In einem aus sinnfälligen, überaus konkreten und einfachen Dingen geformten Wortschatz - Kohlen, Hölzer, Schnee, Gebirge, Gräser - werden Weltbilder umgestülpt. Alltagssätze unterwandert. Diese Gedichte, meinte Erich Fried, "wollen sich um keinen Preis einen Reim auf das machen, was gegen uns steht ... weil hier Kritik an dieser Welt geübt wird, die darum, weil sie nicht tagespolitisch ist, um nichts weniger radikal ist."
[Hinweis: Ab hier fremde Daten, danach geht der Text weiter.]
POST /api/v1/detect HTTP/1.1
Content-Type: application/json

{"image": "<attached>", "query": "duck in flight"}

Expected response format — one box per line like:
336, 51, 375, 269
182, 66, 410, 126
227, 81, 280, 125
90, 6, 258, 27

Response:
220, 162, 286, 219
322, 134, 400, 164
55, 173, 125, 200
Ilse Aichinger, geboren 1921 in Wien, veröffentlichte 1948 ihren Roman über die Kriegszeit in Wien, "Die größere Hoffnung", und ihre ersten berühmten Geschichten. Für ihren Roman, ihre Gedichte, Hörspiele und Prosastücke, die in viele Sprachen übersetzt wurden, erhielt sie zahlreiche literarische Auszeichnungen, u. a. 1952 den Preis der Gruppe 47, 1982 den Petrarca-Preis, 1983 den Franz-Kafka-Preis, 1995 den Österreichischen Staatspreis für Literatur. Ilse Aichinger lebt in Wien.